Он не уподобляется праздным вельможам, которые валяются в
постели, пока солнце не пройдет половину своего пути, которые не могут ни
спать, ни встать, которые теряют столько драгоценных часов в этом промежуточном
состоянии между жизнью и смертью да еще жалуются, что жизнь слишком коротка.
Отшагав уже два-три лье, уложив меткой пулей штук тридцать
разной дичи, он вернулся в приорат и увидел, что приор храма Горной богоматери
и его благоразумная сестра прогуливаются в ночных колпаках по саду. Он
преподнес им всю свою добычу и, вытащив из-под рубашки нечто вроде маленького
талисмана, который обычно носил на шее, просил принять его в знак благодарности
за гостеприимство.
– Это величайшая моя драгоценность, – сказал он им. – Меня
уверяли, что я буду неизменно счастлив, пока ношу эту безделушку; я дарю ее
вам, чтобы вы были неизменно счастливы.
Чистосердечие Простодушного вызвало у приора и у его сестры
улыбку умиления. Подарок состоял из двух портретов довольно скверной работы,
связанных очень засаленным ремешком.
Мадемуазель де Керкабон спросила, есть ли художники в
Гуронии.
– Нет, – ответил Простодушный, – эту редкую вещицу я получил
от кормилицы; ее муж добыл мой талисман в бою, обобрав каких-то канадских
французов, которые воевали с нами. Вот и все, что я знаю о нем.
Приор внимательно разглядывал портреты: он изменился в лице,
разволновался, руки у него затряслись.
– Клянусь Горной богоматерью! – воскликнул он – Мне сдается,
что это – изображение моего брата-капитана и его жены!
Мадемуазель де Керкабен, рассмотрев портреты с неменьшим
волнением, пришла к тому же заключению.

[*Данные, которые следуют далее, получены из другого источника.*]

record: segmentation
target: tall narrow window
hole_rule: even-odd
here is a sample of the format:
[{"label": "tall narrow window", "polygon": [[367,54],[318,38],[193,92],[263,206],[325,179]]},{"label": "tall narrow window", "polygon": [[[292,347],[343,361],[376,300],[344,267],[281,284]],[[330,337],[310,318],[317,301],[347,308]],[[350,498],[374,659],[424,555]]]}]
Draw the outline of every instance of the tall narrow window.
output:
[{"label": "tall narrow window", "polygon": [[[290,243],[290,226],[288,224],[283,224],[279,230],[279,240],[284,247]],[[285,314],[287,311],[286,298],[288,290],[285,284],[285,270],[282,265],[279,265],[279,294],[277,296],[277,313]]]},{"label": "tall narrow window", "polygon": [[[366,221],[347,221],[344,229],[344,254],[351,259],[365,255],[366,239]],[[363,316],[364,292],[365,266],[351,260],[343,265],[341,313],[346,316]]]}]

Оба были охвачены удивлением и радостью,
смешанной с горем; оба умилялись, плакали, сердца у HHV трепетали; они
вскрикивали; они вырывали друг у друга портреты; раз по двадцать каждый хватал
их у другого и снова отдавал; они пожирали глазами и портреты и гурона; они
спрашивали его то каждый порознь, то оба зараз, где, когда и как попали эти
миниатюры в руки его кормилицы; они сопоставляли, высчитывали сроки, истекшие
со времени отъезда капитана, вспоминали полученное когда-то сообщение о том,
что он добрался до страны гуронов, после чего о нем не было больше никаких
известий.
Простодушный говорил им накануне, что не помнит ни отца, ни
матери. Приор, человек сообразительный, заметил, что у Простодушного
пробивается бородка, а ему было хорошо известно, что гуроны – безбородые. «У
него на подбородке пушок, стало быть, он сын европейца; брат и невестка после
предпринятою в тысяча шестьсот шестьдесят девятом году похода на гуронов
[12]
больше не появлялись; мой племянник был в то время, вероятно, еще грудным
ребенком, кормилица-гуронка спасла ему жизнь и заменила мать». В конце концов
после сотни вопросов и сотни ответов приор и его сестра пришли к убеждению, что
гурон – их собственный племянник. Они обнимали его, проливая слезы, а
Простодушный смеялся, ибо представить себе не мог, как это гурон вдруг оказался
племянником нижнебретонского приора.
Все общество спустилось в сад; г-н де Сент-Ив, великий
физиономист, сличил оба портрета с наружностью Простодушного. Он сразу
подметил, что глаза у него материнские, лоб и нос – как у покойного капитана де
Керкабона, а щеки отчасти напоминают мать, отчасти отца.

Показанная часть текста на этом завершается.